From panic rooms to bunkers, fear fuels an unusual property trend


Hardman says the company has received a “steady stream” of inquiries, with demand from India, Canada, the Middle East and the UK.

But he believes the UK still needs to “wake up” to the need to improve its preparedness for war.

“If you’re in a targeted area like London and you get a detonation half a mile up in the sky from a nuclear bomb, everything within 15 miles of that detonation is gone,” he says.

A basic overground shelter starts at around £120,000, while a full underground bunker commands a minimum of £300,000, with premium installations incorporating wine cellars, gyms, offices and saunas.

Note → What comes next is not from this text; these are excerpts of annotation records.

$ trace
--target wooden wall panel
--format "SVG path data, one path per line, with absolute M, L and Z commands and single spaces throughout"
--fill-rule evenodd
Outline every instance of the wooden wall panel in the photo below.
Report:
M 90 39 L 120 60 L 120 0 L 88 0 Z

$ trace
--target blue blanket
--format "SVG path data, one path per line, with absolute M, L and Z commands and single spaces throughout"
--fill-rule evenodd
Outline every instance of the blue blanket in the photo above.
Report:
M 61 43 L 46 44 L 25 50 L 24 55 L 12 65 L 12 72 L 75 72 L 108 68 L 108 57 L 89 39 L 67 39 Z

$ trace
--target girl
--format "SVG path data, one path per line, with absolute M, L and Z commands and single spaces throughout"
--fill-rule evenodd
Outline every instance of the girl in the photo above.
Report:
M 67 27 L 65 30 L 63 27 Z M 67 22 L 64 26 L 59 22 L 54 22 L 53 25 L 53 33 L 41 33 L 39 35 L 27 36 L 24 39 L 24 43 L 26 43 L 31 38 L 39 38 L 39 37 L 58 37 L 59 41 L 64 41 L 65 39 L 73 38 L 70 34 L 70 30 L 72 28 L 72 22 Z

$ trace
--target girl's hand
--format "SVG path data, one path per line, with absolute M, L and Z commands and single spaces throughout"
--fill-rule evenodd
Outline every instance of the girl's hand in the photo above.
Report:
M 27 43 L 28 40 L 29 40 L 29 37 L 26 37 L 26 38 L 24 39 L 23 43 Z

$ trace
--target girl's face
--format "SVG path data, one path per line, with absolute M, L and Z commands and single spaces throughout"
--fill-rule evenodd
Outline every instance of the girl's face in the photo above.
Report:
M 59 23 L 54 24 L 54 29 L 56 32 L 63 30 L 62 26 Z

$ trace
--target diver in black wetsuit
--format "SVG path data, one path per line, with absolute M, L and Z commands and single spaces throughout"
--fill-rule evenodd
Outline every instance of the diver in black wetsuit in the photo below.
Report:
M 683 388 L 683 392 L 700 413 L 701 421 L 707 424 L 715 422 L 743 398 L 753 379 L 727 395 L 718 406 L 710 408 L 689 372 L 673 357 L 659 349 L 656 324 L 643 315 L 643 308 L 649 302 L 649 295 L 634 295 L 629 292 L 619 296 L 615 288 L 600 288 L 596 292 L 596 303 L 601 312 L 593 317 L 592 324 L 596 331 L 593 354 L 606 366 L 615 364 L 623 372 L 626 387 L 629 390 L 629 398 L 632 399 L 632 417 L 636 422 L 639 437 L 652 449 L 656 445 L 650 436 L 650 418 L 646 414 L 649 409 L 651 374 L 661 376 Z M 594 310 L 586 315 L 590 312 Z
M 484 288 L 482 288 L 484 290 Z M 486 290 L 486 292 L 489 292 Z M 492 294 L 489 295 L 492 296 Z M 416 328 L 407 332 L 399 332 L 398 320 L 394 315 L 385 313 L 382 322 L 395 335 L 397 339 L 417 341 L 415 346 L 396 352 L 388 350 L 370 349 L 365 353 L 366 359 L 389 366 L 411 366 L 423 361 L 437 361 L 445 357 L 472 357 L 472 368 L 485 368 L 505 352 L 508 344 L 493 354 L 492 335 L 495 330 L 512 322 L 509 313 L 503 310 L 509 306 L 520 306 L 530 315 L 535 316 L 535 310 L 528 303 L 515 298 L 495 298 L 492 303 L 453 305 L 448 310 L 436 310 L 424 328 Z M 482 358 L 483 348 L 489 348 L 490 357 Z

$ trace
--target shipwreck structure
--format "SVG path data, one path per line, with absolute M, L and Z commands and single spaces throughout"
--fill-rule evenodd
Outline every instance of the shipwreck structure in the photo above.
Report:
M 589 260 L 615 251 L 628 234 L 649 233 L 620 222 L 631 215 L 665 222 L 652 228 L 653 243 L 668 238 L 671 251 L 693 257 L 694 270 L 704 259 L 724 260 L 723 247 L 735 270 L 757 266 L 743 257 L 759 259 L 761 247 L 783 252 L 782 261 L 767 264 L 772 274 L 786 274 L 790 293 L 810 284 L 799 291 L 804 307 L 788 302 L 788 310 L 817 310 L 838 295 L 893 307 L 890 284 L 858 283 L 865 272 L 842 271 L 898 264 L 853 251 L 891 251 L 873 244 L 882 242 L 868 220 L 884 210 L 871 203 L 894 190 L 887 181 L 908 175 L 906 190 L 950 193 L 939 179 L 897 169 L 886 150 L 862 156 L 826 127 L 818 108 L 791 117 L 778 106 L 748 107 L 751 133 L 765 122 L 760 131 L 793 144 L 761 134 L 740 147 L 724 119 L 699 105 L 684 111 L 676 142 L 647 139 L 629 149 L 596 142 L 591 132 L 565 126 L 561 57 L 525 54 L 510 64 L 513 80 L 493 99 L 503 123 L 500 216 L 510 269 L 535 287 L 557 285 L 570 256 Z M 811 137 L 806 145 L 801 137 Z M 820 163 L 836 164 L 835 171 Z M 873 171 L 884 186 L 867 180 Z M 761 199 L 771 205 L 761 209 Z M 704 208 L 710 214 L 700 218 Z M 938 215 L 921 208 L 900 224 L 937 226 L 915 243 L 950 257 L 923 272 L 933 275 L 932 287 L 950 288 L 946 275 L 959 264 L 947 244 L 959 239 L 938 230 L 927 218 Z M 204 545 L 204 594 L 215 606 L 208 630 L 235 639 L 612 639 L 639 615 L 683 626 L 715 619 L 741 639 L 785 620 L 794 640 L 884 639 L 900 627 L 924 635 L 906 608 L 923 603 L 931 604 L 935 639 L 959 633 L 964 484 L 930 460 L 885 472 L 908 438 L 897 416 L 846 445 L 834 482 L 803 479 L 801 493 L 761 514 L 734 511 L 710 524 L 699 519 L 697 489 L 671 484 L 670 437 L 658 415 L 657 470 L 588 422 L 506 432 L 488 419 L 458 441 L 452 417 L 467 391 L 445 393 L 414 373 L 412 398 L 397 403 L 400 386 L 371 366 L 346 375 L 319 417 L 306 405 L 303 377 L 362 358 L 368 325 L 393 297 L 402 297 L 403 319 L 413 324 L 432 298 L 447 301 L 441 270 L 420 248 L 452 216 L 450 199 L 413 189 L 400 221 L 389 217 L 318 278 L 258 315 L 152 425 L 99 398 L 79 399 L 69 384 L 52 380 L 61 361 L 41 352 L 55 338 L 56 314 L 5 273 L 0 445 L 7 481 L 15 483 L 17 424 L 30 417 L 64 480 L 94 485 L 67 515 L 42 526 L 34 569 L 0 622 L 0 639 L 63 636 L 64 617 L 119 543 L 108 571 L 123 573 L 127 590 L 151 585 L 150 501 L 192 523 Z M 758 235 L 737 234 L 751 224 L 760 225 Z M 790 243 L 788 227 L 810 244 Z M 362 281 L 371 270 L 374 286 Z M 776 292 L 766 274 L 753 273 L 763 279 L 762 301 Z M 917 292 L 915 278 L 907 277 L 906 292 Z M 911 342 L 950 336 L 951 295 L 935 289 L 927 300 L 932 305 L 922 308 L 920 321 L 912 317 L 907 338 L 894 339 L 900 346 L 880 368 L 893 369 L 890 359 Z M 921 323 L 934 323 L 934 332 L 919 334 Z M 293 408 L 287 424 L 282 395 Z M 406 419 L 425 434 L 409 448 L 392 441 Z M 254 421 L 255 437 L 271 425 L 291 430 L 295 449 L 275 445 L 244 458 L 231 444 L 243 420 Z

Across Europe, entry-level bunkers purportedly run to between €3,000 (£2,590) and €5,000 per sq metre – comparable to buying a city-centre flat.

‘There’s been a massive change’

Prominent celebrities said to have installed panic rooms at their British homes include the Beckhams and George and Amal Clooney.

American tech billionaires have taken it a step further, with Meta’s Mark Zuckerberg installing a 5,000-sq-ft underground shelter at his compound in Hawaii with its own energy and food supplies and blast-resistant doors. 

OpenAI’s Sam Altman has a reinforced concrete basement under his home, while Peter Thiel, the billionaire chairman of Palantir, previously filed plans for a bunker-style compound in New Zealand.

As we are speaking, Weldon is preparing to travel to a project in Europe, the details of which he declines to share, except that the client is spending around £2m on it.

But he says that, on the whole, installing sheltered spaces is no longer necessarily a perk for the rich.

One homeowner client, whose identity was not disclosed, is spending £32,000 to reinforce his home, a “small, out-of-the-way” property worth about £250,000.

Another couple in a city outside London, “not multimillionaires, but working people”, recently had an overground shelter fitted behind their house.

“In the early days, our client base was the rich and famous, but there’s been a massive change,” he says. “It’s coming down. People want protection, if they can afford it.”